Everywhere I read about this topic, it says that when the N-type and P-type semiconductors are joined together, the free electrons from the N-type diffuse to the P-type.
I don't understand why is the diffusion happening.
The book Electronic Principles contains an attempt to explain this and states that the electrons diffuse because they have the same charge and they repel each other, but in my understanding the P-type and the N-type semiconductors have a neutral charge, because the number of positive charges (protons in the nuclei) is equal to the number of negative charges (free electrons and covalent bonds electrons), so the electrons repeling each other can't actually be the cause of the diffusion.
 A: The answer lies in a thermodynamic argument. The diffusion is a spontaneous process that occurs when particles with random motions are not uniformly distributed. The electrons in the 
conduction band in the n region are much more numerous that in the p junction. They will naturally tend to balance the concentration from the n junction to the p junction since the equilibrium tends to be the state with maximum disorder ie maximum entropy. 
A good visual picture of how the diffusion process occurs is in this video at 4'50.
https://www.youtube.com/watch?v=JBtEckh3L9Q
So the answer to what causes diffusion is thermal motion of quasi free electrons.
A: A book on semiconductor devices in general, like this one (e.g. section 2.7), may help. Also, just look at the diagram at the right of this Wikipedia page.
In general, imagine that we're looking at a graph of different energies (usually shown on the $y$ axis) in this semiconductor. The big thing that you'll notice in a semiconductor is that the density of states $n(E)$ contains a band gap between the "valence" and "conduction" bands. In general, doping can introduce new states and thus modify those bands(1), but the general wisdom is that, with weak doping, mostly what you do is modify the density of electrons without changing $n(E)$ too much. Changing the number of electrons that there are means what? Changing the Fermi energy, which is the average energy to add new electrons to the system. This can change the majority charge carriers; see for example the chart at the bottom of this explanation of Fermi energies.
Basically the problem is that the new electrons that the $n$-type dopant introduces need(2) occupy higher-energy states in the conduction band. The $p$-type dopant introduces holes which suck up some of its own higher-energy states, so its electrons similarly occupy lower-energy states.
Well, what happens if you've got two semiconductors in contact with different Fermi levels? Higher energies are occupied on the left than the right, and what happens? Answer: some of the higher-energy electrons on the left "fall into" the lower-energy states on the right. Yes, this leaves a $+$ charge on the $n$-type side and a $-$ charge on the $p$-type side with an associated voltage.

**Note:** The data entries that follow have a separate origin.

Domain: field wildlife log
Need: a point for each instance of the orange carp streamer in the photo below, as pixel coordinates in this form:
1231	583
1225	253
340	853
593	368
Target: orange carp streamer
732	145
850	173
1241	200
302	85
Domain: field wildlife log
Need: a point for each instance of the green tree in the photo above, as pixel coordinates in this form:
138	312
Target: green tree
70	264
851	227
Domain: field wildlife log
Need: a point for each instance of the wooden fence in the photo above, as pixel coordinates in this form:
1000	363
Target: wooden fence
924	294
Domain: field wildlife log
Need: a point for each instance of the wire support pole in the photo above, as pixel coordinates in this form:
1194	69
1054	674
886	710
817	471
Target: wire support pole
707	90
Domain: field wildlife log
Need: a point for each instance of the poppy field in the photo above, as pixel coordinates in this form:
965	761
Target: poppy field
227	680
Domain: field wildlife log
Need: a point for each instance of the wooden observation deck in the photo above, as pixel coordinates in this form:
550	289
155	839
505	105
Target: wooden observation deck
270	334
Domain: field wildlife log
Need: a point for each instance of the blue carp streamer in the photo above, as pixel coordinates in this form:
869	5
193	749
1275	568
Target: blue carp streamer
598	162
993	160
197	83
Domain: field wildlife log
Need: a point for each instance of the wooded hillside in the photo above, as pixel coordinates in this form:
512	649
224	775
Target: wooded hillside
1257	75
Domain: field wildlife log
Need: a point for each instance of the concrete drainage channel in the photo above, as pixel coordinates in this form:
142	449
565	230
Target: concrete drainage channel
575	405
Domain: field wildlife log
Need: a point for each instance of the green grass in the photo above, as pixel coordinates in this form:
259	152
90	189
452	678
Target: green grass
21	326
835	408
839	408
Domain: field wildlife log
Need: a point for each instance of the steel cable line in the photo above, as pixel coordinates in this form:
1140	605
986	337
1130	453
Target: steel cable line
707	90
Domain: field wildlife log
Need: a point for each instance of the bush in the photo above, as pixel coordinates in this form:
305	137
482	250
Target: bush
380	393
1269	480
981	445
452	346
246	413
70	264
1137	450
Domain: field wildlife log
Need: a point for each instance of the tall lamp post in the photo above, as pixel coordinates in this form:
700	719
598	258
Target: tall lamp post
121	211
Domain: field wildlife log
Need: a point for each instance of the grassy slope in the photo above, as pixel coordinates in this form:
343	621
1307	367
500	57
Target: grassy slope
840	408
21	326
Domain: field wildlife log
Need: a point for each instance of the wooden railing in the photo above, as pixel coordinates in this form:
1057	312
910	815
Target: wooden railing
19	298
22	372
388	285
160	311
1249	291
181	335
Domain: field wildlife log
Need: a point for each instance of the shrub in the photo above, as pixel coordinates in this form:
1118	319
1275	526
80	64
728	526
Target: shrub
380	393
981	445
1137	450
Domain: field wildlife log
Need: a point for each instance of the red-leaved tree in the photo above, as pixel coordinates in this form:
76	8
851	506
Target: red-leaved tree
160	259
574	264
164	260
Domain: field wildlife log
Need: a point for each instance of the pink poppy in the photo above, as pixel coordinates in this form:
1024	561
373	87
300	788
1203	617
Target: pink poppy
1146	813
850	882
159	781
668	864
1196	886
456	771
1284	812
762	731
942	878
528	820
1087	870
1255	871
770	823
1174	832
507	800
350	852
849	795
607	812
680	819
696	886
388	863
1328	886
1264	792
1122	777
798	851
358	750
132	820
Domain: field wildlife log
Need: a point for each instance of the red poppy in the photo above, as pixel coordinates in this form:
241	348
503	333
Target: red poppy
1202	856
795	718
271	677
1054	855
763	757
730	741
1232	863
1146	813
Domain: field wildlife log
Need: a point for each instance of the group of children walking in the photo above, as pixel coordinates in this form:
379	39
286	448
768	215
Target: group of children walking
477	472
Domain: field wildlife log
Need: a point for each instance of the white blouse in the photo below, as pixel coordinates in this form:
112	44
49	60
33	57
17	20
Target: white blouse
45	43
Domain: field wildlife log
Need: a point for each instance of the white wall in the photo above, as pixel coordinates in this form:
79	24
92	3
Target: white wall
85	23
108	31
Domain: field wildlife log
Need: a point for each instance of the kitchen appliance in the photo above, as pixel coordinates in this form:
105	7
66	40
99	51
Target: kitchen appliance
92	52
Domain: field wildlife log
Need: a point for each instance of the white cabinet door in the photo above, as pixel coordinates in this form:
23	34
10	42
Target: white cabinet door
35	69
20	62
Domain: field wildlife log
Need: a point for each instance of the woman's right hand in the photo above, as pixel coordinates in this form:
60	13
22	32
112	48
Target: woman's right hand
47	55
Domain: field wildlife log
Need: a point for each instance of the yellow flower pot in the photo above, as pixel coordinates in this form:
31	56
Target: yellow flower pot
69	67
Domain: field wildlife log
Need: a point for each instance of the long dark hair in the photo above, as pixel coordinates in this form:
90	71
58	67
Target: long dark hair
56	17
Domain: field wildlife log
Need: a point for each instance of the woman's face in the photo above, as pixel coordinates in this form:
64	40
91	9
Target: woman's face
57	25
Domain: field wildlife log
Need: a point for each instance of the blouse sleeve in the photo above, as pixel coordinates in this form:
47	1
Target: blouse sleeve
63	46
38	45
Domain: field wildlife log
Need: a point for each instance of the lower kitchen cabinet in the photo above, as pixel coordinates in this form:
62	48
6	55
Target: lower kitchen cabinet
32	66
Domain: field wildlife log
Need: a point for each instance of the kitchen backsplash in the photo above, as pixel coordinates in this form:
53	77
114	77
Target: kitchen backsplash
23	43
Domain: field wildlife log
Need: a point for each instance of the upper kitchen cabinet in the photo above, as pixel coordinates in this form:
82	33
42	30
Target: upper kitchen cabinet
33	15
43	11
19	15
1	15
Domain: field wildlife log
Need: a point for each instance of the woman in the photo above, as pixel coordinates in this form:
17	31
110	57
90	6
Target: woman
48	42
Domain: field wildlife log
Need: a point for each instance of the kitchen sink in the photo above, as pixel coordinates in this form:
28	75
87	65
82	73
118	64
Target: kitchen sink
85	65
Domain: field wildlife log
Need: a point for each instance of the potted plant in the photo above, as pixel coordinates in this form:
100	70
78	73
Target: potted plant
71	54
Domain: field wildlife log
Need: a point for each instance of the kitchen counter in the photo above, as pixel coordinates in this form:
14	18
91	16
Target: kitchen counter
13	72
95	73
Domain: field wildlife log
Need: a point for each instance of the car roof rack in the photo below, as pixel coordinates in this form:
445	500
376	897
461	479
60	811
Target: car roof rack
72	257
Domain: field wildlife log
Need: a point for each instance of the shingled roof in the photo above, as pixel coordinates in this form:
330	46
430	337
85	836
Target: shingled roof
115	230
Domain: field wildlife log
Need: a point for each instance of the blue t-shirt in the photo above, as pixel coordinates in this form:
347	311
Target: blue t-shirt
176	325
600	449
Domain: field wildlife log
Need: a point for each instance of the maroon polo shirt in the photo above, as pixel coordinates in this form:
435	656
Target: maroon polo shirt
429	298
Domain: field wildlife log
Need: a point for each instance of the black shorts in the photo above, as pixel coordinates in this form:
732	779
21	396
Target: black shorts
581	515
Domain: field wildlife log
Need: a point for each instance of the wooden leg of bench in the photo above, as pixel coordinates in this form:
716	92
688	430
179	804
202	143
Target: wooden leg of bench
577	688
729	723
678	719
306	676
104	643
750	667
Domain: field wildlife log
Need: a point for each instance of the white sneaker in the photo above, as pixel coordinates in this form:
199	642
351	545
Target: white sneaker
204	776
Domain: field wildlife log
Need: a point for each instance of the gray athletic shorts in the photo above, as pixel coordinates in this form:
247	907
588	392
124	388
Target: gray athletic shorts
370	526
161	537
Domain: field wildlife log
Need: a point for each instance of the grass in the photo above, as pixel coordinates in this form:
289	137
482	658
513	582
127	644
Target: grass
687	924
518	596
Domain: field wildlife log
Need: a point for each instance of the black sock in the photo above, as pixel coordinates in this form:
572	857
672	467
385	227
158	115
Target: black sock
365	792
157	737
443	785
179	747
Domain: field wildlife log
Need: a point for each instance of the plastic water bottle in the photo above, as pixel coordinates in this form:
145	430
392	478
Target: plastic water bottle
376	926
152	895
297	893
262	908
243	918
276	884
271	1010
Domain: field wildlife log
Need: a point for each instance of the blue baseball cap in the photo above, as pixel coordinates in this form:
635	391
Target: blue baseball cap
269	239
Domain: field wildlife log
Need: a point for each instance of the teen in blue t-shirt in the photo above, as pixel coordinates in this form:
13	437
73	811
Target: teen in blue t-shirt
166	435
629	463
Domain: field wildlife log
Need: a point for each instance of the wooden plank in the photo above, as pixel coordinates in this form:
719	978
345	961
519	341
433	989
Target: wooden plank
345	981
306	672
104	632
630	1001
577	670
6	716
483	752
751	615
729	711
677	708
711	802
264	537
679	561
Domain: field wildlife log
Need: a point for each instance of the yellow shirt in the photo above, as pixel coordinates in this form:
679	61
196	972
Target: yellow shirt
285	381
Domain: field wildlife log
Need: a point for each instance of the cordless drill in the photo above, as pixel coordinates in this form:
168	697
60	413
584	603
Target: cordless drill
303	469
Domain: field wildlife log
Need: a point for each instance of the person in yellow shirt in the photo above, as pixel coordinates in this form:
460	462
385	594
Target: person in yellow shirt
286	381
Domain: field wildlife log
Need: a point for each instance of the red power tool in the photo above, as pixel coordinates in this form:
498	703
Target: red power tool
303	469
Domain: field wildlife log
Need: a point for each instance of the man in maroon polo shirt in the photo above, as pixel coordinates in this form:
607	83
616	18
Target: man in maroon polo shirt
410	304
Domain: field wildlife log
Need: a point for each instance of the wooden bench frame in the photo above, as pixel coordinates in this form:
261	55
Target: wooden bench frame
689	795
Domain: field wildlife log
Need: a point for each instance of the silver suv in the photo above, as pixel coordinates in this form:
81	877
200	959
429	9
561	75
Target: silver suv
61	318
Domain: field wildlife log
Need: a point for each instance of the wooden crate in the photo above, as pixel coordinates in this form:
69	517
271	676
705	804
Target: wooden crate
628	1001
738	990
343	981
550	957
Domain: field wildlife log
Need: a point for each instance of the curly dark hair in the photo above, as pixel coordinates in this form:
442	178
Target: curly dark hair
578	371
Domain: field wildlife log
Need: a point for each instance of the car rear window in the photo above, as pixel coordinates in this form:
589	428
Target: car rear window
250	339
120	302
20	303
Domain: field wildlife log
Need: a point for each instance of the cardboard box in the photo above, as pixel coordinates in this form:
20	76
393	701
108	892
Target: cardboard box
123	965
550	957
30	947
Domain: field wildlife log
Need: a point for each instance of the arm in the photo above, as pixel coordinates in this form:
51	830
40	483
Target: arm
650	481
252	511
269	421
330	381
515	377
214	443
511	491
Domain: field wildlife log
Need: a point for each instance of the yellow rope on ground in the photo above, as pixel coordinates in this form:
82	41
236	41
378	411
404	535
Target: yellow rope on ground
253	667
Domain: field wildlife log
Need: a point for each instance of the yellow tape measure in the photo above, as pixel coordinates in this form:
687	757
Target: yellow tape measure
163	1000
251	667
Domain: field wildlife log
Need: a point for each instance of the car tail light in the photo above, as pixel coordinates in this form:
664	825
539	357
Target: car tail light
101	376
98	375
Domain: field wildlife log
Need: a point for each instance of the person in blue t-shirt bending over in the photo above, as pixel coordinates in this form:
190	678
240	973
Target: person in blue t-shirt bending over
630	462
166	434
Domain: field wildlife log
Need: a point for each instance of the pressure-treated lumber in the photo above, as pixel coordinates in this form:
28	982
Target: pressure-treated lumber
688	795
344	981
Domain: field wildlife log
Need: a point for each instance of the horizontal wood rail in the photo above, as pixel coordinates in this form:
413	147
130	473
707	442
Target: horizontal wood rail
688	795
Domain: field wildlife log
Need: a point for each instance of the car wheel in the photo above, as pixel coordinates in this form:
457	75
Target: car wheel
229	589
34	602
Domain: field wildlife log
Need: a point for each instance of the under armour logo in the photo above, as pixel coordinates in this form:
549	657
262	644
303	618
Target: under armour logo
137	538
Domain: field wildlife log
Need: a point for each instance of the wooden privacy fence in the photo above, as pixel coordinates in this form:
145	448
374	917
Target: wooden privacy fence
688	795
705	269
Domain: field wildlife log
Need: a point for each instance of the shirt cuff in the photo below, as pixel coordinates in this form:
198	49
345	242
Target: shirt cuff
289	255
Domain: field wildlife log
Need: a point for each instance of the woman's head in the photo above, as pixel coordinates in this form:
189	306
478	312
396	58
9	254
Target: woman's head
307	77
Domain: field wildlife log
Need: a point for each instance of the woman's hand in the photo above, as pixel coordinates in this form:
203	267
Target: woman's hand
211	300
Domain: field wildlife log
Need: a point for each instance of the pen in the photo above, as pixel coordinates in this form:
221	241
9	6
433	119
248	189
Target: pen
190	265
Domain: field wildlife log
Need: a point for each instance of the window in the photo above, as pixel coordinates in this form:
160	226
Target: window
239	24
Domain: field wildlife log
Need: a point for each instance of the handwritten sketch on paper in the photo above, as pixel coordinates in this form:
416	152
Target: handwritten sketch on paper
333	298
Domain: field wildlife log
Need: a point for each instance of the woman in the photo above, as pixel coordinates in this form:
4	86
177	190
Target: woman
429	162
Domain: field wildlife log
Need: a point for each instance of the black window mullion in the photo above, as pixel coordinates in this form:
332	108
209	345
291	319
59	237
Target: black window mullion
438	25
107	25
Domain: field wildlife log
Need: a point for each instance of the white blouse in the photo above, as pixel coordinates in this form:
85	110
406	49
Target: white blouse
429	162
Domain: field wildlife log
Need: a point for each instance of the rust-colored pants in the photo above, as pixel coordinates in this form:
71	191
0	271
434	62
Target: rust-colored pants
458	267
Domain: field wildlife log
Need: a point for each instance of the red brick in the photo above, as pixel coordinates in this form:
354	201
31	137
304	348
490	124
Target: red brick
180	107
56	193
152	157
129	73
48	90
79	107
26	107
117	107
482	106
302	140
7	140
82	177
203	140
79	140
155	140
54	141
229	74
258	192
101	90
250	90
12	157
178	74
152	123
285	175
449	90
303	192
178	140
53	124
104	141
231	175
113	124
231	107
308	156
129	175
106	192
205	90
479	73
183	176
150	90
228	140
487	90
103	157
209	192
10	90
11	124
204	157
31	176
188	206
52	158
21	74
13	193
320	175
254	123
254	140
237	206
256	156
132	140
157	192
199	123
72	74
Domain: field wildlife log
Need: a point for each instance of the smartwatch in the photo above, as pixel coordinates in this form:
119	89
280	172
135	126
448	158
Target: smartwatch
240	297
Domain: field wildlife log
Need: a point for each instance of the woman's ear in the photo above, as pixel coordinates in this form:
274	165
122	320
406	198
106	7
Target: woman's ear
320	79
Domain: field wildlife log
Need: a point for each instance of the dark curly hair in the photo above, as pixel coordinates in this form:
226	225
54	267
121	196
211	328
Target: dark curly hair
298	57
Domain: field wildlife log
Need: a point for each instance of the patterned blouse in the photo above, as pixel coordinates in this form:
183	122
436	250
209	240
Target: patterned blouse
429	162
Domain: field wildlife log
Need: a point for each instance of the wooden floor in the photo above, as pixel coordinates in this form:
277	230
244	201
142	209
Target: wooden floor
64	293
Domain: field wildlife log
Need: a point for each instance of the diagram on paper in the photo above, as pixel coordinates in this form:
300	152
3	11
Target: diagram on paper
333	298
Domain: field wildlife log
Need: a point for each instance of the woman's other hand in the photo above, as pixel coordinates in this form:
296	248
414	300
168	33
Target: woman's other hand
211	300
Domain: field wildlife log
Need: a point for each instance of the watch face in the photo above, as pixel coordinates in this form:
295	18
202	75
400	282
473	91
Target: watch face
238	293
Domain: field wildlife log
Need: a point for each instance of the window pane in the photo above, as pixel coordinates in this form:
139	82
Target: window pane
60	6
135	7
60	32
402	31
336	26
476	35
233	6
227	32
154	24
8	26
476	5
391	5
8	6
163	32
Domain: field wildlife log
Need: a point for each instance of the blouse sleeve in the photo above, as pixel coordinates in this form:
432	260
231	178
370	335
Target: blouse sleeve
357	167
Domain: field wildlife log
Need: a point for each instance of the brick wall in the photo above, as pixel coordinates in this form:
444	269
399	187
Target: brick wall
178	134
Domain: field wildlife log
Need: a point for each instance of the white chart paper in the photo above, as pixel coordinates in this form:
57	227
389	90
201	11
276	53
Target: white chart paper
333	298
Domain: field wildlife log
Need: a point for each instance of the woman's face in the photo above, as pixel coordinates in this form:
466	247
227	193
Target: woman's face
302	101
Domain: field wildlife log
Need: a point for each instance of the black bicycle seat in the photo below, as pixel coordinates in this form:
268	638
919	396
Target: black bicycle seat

That voltage actually has a name; it's called the "diode drop", and I believe in silicon it's pretty consistently about 0.6 V. The result: on the right hand side all of your valence band is filled in; on your left hand side none of your conduction band remains, and you've got a "depletion region". But the Fermi energy isn't just some abstract thing that we have no access to; we can raise or lower it by shifting the voltages that either side is at.(3) Basically if you use a little voltage to counteract the difference in their intrinsic Fermi energies, then you return back to a current-carrying configuration, after you go above the diode drop -- this is why diodes work the way they do (no current under reverse bias or zero bias, but a current once you overcome the 0.6V diode drop).
Footnotes


*

*Here's a fun Nature article simulating some of those changes of $n(E)$ with increasing doping.

*They only "need" to do this on average. Thermal jitters "smear" out the occupations a bit, but on averaging the higher Fermi energy means higher-energy states tend to be occupied.

*This is the parameter $\mu$ that you always see in the FD function; it is the "chemical potential" of the electrons.